Welcome to the Echo Chamber

I got into a discussion on Facebook today that doesn’t really end up looking like a discussion. A little background – someone posted something, I responded, my response was deleted, I responded on my own wall, a response was posted on mine, and the rest is history. Since we were not in the same physical space, this was as close as a discussion as was possible.
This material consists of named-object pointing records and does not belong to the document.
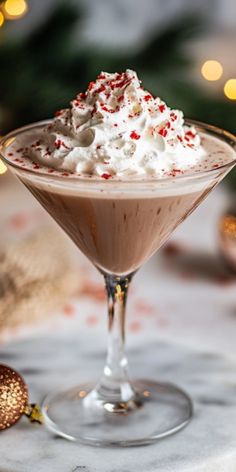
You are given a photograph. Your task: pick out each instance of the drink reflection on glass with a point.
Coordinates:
(119, 171)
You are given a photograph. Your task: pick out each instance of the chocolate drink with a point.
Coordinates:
(117, 234)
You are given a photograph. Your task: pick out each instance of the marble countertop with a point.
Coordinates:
(181, 327)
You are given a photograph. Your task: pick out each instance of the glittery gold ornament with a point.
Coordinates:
(14, 399)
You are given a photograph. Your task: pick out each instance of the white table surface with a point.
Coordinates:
(181, 327)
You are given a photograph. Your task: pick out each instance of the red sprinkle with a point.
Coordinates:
(190, 134)
(163, 132)
(162, 108)
(147, 98)
(91, 85)
(135, 135)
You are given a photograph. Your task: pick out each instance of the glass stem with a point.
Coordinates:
(114, 384)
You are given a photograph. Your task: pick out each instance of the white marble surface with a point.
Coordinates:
(181, 328)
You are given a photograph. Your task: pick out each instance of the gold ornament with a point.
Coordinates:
(14, 399)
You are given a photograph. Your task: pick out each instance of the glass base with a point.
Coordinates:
(157, 411)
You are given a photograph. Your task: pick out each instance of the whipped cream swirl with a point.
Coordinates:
(116, 128)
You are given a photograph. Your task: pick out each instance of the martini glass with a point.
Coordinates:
(118, 225)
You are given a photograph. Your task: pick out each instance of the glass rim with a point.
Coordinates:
(222, 134)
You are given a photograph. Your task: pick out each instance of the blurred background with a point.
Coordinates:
(183, 51)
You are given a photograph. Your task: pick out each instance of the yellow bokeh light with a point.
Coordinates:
(212, 70)
(1, 19)
(15, 8)
(3, 168)
(230, 89)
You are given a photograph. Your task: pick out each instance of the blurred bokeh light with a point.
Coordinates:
(15, 8)
(230, 89)
(212, 70)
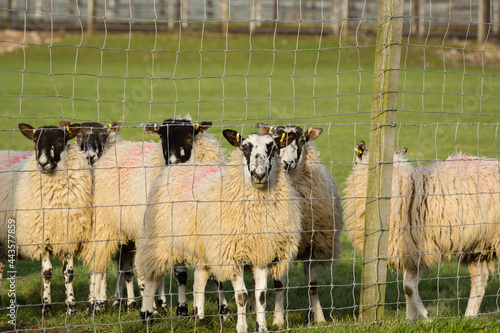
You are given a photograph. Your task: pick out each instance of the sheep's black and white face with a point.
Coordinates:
(259, 152)
(177, 138)
(50, 143)
(292, 155)
(92, 138)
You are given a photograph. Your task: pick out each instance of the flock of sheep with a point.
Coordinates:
(154, 206)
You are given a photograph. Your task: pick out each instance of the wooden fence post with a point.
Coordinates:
(484, 20)
(90, 16)
(383, 120)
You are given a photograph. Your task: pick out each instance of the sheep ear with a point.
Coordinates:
(264, 128)
(151, 128)
(233, 137)
(27, 130)
(114, 127)
(360, 149)
(285, 139)
(401, 152)
(64, 123)
(202, 127)
(313, 133)
(71, 131)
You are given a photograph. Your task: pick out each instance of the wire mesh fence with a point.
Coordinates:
(137, 205)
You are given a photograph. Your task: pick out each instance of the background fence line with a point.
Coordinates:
(472, 18)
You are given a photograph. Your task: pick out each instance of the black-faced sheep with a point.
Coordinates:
(49, 198)
(322, 217)
(93, 138)
(222, 218)
(123, 177)
(448, 208)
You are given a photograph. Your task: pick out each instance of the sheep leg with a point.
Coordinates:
(97, 282)
(201, 276)
(181, 276)
(68, 281)
(47, 277)
(279, 304)
(120, 281)
(221, 300)
(141, 281)
(479, 281)
(150, 287)
(241, 295)
(414, 306)
(310, 273)
(101, 304)
(92, 293)
(125, 275)
(3, 261)
(253, 301)
(260, 277)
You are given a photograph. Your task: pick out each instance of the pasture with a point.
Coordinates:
(448, 103)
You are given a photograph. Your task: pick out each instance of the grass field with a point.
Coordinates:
(446, 105)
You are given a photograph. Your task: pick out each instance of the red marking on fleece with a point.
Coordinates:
(201, 174)
(135, 159)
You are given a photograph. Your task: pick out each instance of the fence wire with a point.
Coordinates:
(114, 73)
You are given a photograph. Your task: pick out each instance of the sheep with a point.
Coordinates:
(49, 198)
(222, 218)
(123, 177)
(322, 216)
(448, 208)
(92, 138)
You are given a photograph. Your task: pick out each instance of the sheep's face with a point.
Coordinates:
(259, 152)
(291, 155)
(177, 138)
(92, 137)
(50, 143)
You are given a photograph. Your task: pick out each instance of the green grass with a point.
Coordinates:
(305, 81)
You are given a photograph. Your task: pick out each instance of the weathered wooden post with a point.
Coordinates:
(383, 120)
(224, 15)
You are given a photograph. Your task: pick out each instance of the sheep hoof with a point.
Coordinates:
(71, 309)
(93, 308)
(147, 317)
(160, 305)
(46, 310)
(132, 306)
(182, 310)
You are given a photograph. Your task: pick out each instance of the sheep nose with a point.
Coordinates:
(258, 176)
(92, 157)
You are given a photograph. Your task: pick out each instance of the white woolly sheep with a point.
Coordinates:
(448, 208)
(49, 198)
(92, 138)
(123, 176)
(322, 217)
(222, 218)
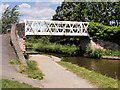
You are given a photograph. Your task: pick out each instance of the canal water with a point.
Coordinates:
(103, 66)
I love politics. I love discussion. I love hearing points of views.Arguing and yawning

But my greatest fears of our political system played out in this discussion between two people who probably agree on over 90% of issues. I call it the echo chamber. People flock to people of the same ideology and only want to hear points that verify what they already think. This is a left and right problem. Gun rights activists won’t ever hear that there may be a good reason for gun control. Universal health care proponents don’t want to hear that there may be people who don’t want health care. Conservatives listen to talk radio and watch Fox. Liberals listen to NPR and watch MSNBC.

A few years ago, I read a book by Cass Sunstein regarding extremism and noted that when people discuss anything, an extreme position is generally reached. He basically was arguing against the marketplace of ideas, but didn’t know how to relate that to how democracy works.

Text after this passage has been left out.